Luminex expects that in connection with establishing their initial hedges of these transactions, the Option Counterparties and/or their respective affiliates will enter into various derivative transactions with respect to Luminex’s common stock and/or purchase Luminex’s common stock in secondary market transactions concurrently with, or shortly after, the pricing of the Convertible Notes. This activity could increase (or reduce the size of any decrease in) the market price of Luminex’s common stock or the Convertible Notes at that time. In addition, Luminex expects that the Option Counterparties and/or their respective affiliates may modify their hedge positions by entering into or unwinding various derivatives with respect to Luminex’s common stock and/or purchasing or selling Luminex’s common stock or other securities of Luminex in secondary market transactions following the pricing of the Convertible Notes and prior to the maturity of the Convertible Notes (and are likely to do so following conversion of the Convertible Notes or during any observation period related to a conversion of Convertible Notes). These activities could also cause or avoid an increase or a decrease in the market price of Luminex’s common stock or the Convertible Notes, which could affect the ability of holders of Convertible notes to convert the Convertible Notes and, to the extent the activities occur following conversion or during any observation period related to a conversion of the Convertible Notes, could affect the amount of cash and/or the number and value of shares of Luminex’s common stock that holders will receive upon conversion of the Convertible Notes.

Luminex intends to use approximately $34.7 million of the net proceeds from the private placement to pay the net cost of the convertible note hedge transactions (after such cost is partially offset by the proceeds to Luminex from the warrant transactions). Luminex intends to use the remaining net proceeds of the offering for working capital and other general corporate purposes.
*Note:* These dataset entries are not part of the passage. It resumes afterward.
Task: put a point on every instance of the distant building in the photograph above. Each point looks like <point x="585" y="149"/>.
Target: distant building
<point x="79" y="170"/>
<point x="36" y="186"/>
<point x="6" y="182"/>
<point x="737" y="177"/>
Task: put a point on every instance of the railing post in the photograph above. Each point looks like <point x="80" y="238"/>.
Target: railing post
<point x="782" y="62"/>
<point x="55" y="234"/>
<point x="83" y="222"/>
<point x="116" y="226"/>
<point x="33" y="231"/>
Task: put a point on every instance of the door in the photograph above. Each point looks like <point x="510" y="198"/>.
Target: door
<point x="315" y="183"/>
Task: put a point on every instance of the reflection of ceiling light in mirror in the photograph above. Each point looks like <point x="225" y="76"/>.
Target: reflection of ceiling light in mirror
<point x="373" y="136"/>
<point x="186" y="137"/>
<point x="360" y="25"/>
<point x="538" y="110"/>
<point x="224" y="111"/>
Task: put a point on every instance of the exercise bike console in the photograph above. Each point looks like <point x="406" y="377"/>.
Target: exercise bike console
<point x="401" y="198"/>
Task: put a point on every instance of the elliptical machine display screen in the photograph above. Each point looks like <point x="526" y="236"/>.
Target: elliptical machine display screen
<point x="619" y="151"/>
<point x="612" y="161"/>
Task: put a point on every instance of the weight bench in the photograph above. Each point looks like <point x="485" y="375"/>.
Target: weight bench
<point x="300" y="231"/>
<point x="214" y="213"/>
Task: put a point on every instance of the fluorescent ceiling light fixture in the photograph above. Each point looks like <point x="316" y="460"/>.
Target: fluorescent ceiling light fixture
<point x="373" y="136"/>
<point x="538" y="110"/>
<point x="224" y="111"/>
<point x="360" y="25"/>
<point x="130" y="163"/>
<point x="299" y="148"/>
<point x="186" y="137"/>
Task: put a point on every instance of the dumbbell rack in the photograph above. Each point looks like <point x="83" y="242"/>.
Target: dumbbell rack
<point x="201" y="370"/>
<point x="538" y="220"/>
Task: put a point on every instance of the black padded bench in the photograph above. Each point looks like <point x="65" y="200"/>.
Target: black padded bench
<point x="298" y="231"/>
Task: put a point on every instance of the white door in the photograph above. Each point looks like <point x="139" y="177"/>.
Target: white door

The private placement is only being made pursuant to Section 4(a)(2) under the Securities Act to purchasers that are both "institutional accredited investors" (as defined in Rule 501 promulgated under the Securities Act) and "qualified institutional buyers" (as defined in Rule 144A under the Securities Act). Neither the Convertible Notes nor any shares of Luminex’s common stock issuable upon conversion of the Convertible Notes have been or are expected to be registered under the Securities Act or under any state securities laws and, unless so registered, may not be offered or sold in the United States except pursuant to an exemption from, or in a transaction not subject to, the registration requirements of the Securities Act and applicable state securities laws.